Lanciare parole
Nel corso delle mie lezioni sulla filogenesi e sull’ontogenesi, ovvero sul come siamo diventati esseri umani, spesso ricordo ai presenti che senza le modifiche anatomiche e funzionali a carico degli arti anteriori (superiori per i primati), per le nostre carenze fisiche, difficilmente ci saremmo impossessati della terra (virus permettendo).
Infatti, grazie al lancio (grazie alla spalla!) abbiamo sperimentato che potevamo uccidere a distanza, superando la necessità del contatto fisico.
Successivamente, tutti abbiamo sperimentato che possiamo uccidere molto di più (socialmente) lanciando parole.
Un uomo senza la possibilità di pronunciare parole potrebbe essere paragonato ad un uomo senza proiettili prima di un duello armato di pistola.
Pertanto, nessuno deve meravigliarsi se un genitore dovesse manifestare preoccupazione di fronte ad un ritardo di acquisizione del linguaggio da parte del proprio figlio.
A questo va aggiunto che le ipotesi creazioniste (Chomsky), come quelle innatiste (Pinker), contribuirono non di poco a rafforzare l’idea generale che chi non parlava non capiva, ovvero, chi non aveva linguaggio era affetto da grave ritardo mentale.
E’ questo il motivo per il quale, dalle interviste alle mamme ed ai papà dei bambini con disturbo dello spettro autistico, nei primi 5-6 anni di vita, emerge che il linguaggio del loro bambino è l’aspetto più preoccupante (65% dei casi, mentre per il restante 35%, a questa età, l’aspetto più preoccupante è rappresentato dal comportamento e/o dalla mancata acquisizione delle autonomie personali).
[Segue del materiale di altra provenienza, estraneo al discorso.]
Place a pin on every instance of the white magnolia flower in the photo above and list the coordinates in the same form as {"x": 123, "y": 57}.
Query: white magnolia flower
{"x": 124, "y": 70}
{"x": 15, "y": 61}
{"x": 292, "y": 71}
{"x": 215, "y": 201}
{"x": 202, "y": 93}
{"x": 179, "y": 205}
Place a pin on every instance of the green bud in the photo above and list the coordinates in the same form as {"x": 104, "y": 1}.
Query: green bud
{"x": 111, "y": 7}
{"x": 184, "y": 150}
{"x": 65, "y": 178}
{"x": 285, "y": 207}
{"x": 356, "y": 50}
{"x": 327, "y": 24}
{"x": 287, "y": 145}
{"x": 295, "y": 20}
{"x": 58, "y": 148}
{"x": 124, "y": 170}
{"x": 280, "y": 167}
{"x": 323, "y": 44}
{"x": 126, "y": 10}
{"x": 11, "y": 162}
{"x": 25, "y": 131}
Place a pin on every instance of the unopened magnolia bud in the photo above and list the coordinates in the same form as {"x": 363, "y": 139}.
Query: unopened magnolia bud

Ma il linguaggio, come il comportamento e le autonomie, deve essere appreso, cioè richiede che si verifichino una serie di modifiche strutturali e funzionali all’interno del cervello umano.
Modifiche, che non possono essere programmate esclusivamente dalla genetica ma, che necessitano di un’interazione cucciolo/ambiente.
La mia ipotesi è che, il bambino con disturbo dello spettro autistico, per i suoi neurostati, stabilirà ben presto un’anomala interazione cucciolo/ambiente con conseguenti apprendimenti atipici.
Per capire quali neurostati sono primariamente coinvolti di sicuro è fondamentale conoscere come fisiologicamente acquisiamo le parole.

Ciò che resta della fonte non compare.